J’invite à lire toute l’homélie de François en cette nuit de Noël 2017.
Citons également la bénédiction du 25 décembre :
« Nous voyons Jésus dans les enfants du Moyen Orient, qui continuent à souffrir à cause de l’aggravation des tensions entre Israéliens et Palestiniens. »
« Nous voyons Jésus sur les visages des enfants syriens, encore marqués par la guerre qui a ensanglanté le pays en ces années. »
« Nous voyons Jésus dans les enfants de l’Afrique, en particulier en ceux qui souffrent au Sud Soudan, en Somalie, au Burundi, dans la République Démocratique du Congo, dans la République Centrafricaine et au Nigéria ».
« Nous voyons Jésus dans les nombreux enfants contraints de quitter leurs propres pays, de voyager seuls dans des conditions inhumaines, proies faciles des trafiquants d’êtres humains. Dans leurs yeux, voyons le drame de tant de migrants forcés qui mettent en danger même leur vie pour affronter des voyages exténuants qui tant de fois finissent en tragédie.»
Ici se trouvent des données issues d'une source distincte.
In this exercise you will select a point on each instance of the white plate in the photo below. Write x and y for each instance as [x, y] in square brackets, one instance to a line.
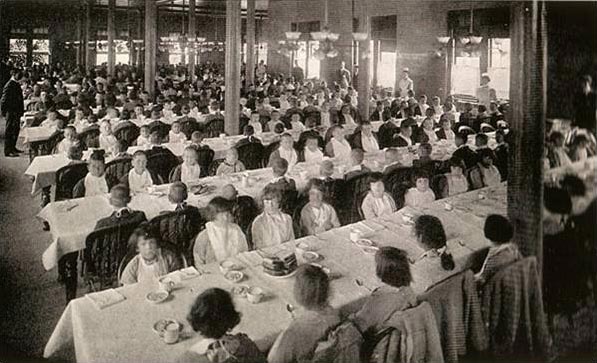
[283, 276]
[157, 297]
Il nous est impossible de voir sans rien faire : « Comme la Vierge Marie et saint Joseph, comme les bergers de Bethléem, accueillons dans l’Enfant Jésus l’amour de Dieu fait homme pour nous, et engageons-nous, avec sa grâce, à rendre notre monde plus humain, plus digne des enfants d’aujourd’hui et de demain. »
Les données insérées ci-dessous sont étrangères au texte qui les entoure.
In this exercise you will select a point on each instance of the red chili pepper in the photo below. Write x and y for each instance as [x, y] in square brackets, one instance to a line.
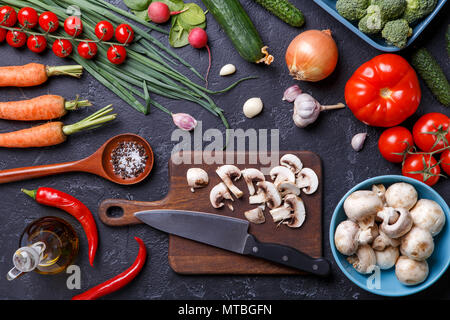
[55, 198]
[119, 281]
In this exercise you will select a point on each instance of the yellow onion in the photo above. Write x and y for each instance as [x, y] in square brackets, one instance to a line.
[312, 55]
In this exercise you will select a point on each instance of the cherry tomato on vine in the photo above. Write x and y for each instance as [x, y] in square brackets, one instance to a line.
[62, 48]
[124, 33]
[16, 38]
[117, 54]
[394, 142]
[37, 43]
[28, 17]
[87, 50]
[73, 26]
[48, 21]
[422, 167]
[104, 30]
[431, 132]
[8, 16]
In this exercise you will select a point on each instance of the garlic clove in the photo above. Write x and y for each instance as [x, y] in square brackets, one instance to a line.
[253, 107]
[227, 70]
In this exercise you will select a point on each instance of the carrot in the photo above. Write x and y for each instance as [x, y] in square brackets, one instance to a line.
[40, 108]
[53, 133]
[34, 74]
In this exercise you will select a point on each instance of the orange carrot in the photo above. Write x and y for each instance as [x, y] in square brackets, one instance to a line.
[34, 74]
[41, 108]
[53, 133]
La Croix : Dans son message de Noël, lundi 25 décembre depuis le balcon de la basilique Saint-Pierre, le pape François a particulièrement demandé aux catholiques de s’engager « à rendre notre monde plus humain, plus digne des enfants d’aujourd’hui et de demain ».
Dans La Voix du Nord (RFI) nous lisons :
Une position largement approuvée par… L’Humanité. « Faut-il le dire, s’exclame le quotidien communiste, au lendemain de Noël, l’Humanité et ses lecteurs se sentent plus proches de l’homélie du pape François que des circulaires du ministre de l’Intérieur français et de la loi anti-migrants que diligente Emmanuel Macron. (…) Qu’on les trouve dans une crèche de Bethléem ou au cœur des solidarités populaires, les raisons de se dresser, les points de vue communs peuvent devenir des rencontres. »
Attention, pointe pour sa part Le Figaro, « le pape n’est pas le secrétaire général de l’ONU. Il est à la tête d’une Église “experte en humanité” et, à ce titre, s’estime fondé à interpeller le monde et sa conscience. (…) Cet impératif radical, dérangeant, François le formule avec ce ton entier qui déconcerte depuis cinq ans, et lui vaut par ailleurs une grande popularité. Son propos poursuit un but : une société pacifiée et fraternelle. Mais qu’on ne se méprenne pas, insiste Le Figaro, il n’entend pas se substituer aux États, aux organisations, aux associations. Son message est un cri. Aux acteurs internationaux de mettre en place des mesures réalistes et justes, qui devront tenir compte des contingences locales, sociales, économiques. Le pape le sait bien, la politique requiert audace, générosité, mais aussi discernement et prudence. À chacun son rôle. »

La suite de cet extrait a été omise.